The iPad Pro's biggest problem is its software. In iOS 12, the iPad has some ability to make between two and four apps share the screen simultaneously, but not all apps play ball. For example, you can't make Spotify split the screen with Google Docs or Microsoft Word. Getting apps into these sharing modes also requires finger yoga that's a lot more work than moving around windows with a mouse.

While iOS 12 has a few keyboard shortcuts that help zip between apps, what I was missing was a degree of information density. Everyone has a different way of working, but sometimes on a Mac I'll have five windows open at once, passively monitoring messages, email, Slack, Twitter and music. On the iPad, I had to keep flipping through apps in an attempt to stay tuned in. Some iPad apps don't even show you the time and battery level along the top edge.

Mashable's Raymond Wong on who should buy the iPad Pro:

The new iPad Pro inspired me to want to do more, to make more, to "Think Different" just like the original Mac did when I sat down in front of its all-in-one design, boxy mouse, and drew in MacPaint for the very first time.

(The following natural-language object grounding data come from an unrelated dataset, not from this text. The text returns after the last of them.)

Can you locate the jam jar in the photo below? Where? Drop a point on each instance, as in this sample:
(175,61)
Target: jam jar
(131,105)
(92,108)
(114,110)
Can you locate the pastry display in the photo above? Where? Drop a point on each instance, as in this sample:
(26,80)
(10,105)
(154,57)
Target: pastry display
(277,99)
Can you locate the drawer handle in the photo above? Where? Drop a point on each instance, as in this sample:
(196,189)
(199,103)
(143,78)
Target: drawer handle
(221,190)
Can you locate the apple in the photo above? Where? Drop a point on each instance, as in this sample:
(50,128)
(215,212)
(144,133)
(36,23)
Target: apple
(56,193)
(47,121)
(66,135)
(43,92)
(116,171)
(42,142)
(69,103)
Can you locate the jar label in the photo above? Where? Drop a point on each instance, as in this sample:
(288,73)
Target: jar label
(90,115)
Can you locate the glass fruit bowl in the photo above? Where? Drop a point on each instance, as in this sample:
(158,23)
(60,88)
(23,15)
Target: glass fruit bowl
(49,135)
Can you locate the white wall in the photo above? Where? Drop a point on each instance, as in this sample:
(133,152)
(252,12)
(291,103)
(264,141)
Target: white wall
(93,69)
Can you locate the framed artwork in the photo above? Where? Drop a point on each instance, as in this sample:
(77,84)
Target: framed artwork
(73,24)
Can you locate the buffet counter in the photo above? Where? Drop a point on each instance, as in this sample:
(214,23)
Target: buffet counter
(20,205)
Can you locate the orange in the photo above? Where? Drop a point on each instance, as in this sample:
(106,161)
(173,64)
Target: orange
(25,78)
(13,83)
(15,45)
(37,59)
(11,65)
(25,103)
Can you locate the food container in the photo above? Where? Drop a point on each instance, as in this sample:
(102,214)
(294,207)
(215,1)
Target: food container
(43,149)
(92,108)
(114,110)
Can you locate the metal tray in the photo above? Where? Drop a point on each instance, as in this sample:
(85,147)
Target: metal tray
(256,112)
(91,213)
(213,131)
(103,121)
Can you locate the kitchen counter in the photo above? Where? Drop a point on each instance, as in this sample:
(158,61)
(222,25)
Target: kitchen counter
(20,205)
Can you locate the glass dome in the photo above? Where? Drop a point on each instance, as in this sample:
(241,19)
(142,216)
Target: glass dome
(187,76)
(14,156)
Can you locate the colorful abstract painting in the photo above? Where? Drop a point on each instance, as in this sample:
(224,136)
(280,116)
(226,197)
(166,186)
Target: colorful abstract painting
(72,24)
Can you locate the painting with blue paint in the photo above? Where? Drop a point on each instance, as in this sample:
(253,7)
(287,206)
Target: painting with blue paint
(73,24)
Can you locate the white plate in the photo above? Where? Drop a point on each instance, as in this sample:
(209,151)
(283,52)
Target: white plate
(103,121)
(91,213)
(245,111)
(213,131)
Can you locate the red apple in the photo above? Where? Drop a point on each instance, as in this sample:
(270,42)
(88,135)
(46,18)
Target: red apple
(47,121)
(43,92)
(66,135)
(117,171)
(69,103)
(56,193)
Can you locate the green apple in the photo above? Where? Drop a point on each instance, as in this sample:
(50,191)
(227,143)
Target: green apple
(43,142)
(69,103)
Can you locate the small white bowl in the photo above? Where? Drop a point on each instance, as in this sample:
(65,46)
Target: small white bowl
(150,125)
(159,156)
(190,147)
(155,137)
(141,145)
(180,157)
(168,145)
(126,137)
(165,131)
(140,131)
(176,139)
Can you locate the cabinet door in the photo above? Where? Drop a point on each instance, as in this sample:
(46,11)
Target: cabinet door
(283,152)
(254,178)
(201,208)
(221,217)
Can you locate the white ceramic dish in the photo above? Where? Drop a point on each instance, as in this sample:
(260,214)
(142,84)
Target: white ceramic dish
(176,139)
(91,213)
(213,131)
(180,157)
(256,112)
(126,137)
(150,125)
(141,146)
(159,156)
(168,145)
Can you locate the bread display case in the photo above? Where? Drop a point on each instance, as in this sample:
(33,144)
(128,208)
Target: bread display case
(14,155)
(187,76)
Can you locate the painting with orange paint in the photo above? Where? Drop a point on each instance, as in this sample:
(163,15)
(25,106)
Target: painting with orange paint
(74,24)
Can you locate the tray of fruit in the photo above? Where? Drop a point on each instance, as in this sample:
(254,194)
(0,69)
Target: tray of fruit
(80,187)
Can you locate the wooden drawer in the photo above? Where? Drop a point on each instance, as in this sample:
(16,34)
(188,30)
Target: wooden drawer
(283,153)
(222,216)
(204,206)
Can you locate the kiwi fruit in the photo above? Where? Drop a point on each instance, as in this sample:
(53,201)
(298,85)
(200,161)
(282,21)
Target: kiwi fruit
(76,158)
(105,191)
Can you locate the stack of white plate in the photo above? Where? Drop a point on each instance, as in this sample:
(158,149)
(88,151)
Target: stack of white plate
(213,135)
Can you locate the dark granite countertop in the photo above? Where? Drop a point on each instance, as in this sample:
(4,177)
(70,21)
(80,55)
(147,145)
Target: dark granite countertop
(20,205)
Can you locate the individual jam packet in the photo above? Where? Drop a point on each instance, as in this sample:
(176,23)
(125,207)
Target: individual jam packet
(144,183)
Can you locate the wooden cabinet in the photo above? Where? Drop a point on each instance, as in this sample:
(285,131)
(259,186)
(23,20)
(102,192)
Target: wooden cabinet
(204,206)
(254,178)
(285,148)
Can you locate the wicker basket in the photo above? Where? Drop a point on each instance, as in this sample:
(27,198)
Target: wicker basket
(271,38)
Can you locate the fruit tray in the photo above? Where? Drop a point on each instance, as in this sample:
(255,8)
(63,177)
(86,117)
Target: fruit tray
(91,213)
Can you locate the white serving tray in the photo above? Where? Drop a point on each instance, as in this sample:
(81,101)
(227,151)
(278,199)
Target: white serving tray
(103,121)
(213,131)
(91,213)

But if you're just planning to use the iPad Pro to watch videos, browse social media, or play light games like Candy Crush, its potential will be wasted, and any older or cheaper iPad or cheaper brand of tablet will do.

You should only get a new iPad Pro if you're gonna be pushing its power. Otherwise it's like getting a sports car and never driving faster than 35 mph --- people will ooh and ahh at your shiny new thing, but you'll return home feeling empty every time.